The COVID-19 pandemic has wreaked havoc on not only the economy and our health, but also our everyday lives. It came about so suddenly that we did not have adequate time or opportunity to prepare economically or mentally.
COVID-19 new case and related death reports are still a large portion of every news coverage report. Coupled with confusing and very frequently, discouraging guides and instruction from the CDC and political officials on how to conduct ourselves out in this new normal, many of us have become overwhelmed.
The most overwhelmed are the healthcare workers and first responders, who are selflessly working long hours responding to the many public needs during this unprecedented time. They cannot be thanked or appreciated enough for their daily sacrifice.
After over a year of being crammed inside our homes, job changes, balancing working from home and taking care of children and their schooling at home, it is not uncommon for many of us to have what is called a negativity bias. Negativity bias is where we view experiences with a more negative connotation than positive, encouraging, or even neutral; even if the experience has equal intensity parts of positive and negative. In fact, the positive or negative aspects of the experience are overlooked and canceled out by the strong intensity of negativity.
In order to beat negativity bias, studies show we need 5 positive stimuli to counteract the negative. Discussed below are a few ways to exercise positive stimuli to counteract negativity bias.
Be more generous
Focus on the goodness of humanity
One thing we as humans are good at doing in times of tragedy is uniting.
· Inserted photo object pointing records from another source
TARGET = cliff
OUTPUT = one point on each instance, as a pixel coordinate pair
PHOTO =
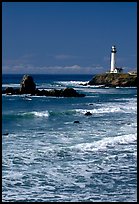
(114, 79)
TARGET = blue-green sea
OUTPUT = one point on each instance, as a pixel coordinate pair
(46, 157)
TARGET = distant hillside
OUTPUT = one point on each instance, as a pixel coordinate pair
(114, 79)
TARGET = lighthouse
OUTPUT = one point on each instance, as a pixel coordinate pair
(113, 58)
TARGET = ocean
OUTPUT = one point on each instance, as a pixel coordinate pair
(46, 157)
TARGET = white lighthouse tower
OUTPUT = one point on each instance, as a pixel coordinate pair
(113, 59)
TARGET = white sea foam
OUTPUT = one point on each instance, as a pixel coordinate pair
(104, 143)
(36, 113)
(72, 83)
(11, 85)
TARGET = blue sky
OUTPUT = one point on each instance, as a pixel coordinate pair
(68, 37)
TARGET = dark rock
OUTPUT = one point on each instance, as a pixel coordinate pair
(114, 79)
(27, 85)
(88, 113)
(9, 90)
(76, 121)
(70, 92)
(6, 133)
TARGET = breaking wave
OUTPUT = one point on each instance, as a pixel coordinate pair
(104, 143)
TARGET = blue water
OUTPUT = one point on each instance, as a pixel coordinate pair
(48, 157)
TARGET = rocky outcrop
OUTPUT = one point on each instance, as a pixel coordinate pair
(27, 86)
(88, 113)
(114, 79)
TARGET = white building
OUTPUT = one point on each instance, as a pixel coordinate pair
(114, 69)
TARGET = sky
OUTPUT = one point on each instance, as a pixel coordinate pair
(68, 37)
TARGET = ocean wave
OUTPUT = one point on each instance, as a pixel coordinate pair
(26, 114)
(10, 85)
(36, 113)
(103, 110)
(105, 143)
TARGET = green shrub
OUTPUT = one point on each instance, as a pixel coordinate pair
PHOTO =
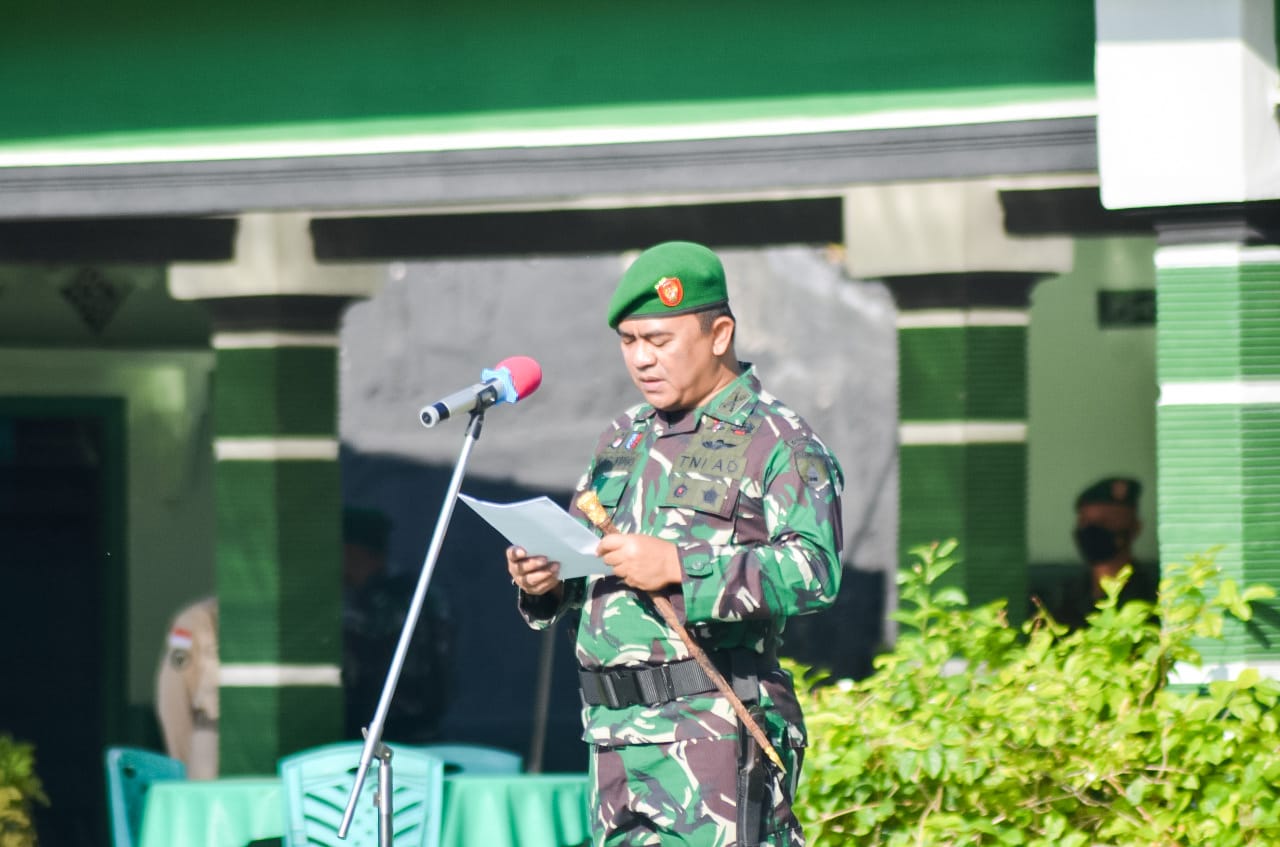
(19, 788)
(972, 732)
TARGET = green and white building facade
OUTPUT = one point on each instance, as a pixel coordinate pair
(246, 174)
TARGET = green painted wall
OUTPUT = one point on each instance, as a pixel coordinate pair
(76, 68)
(1092, 394)
(169, 476)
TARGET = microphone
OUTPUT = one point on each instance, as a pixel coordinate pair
(512, 379)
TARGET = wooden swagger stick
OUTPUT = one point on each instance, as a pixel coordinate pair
(600, 520)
There is something in us that forces us to put all personal issues aside and ban together to meet a common need when tragedy strikes. These times are not different. Turn off the news and view reports on stories that remind you how powerful human connection, human unity, and humanity are.
As cliché as it sounds, laughter really is one of the best medicines. Laughter relaxes the body, burns calories, protects the heart, and release endorphins. Endorphins are internally produced chemicals that relieve stress and pain.
Focus on the small things that make you happy
Lecturer and author Sandi Mann advocates on keeping a daily journal that answer 6 questions. Spending about ten minutes answering these questions on a daily basis promote positive psychology. Positive psychology supports the conviction that we can improve our daily mood by focusing on the small things that bring joy to us on a daily basis.
The six questions that should be answered are below:
1. What experiences, however mundane, gave you pleasure?
2. What praise and feedback did you receive?
3. What were the moments of pure good fortune?
4. What were your achievements, however small?
5. What made you feel grateful?
6. How did you express kindness?
These times are unprecedented, but human resilience and unity are not. Stay encouraged that our comeback is going to be greater than this setback.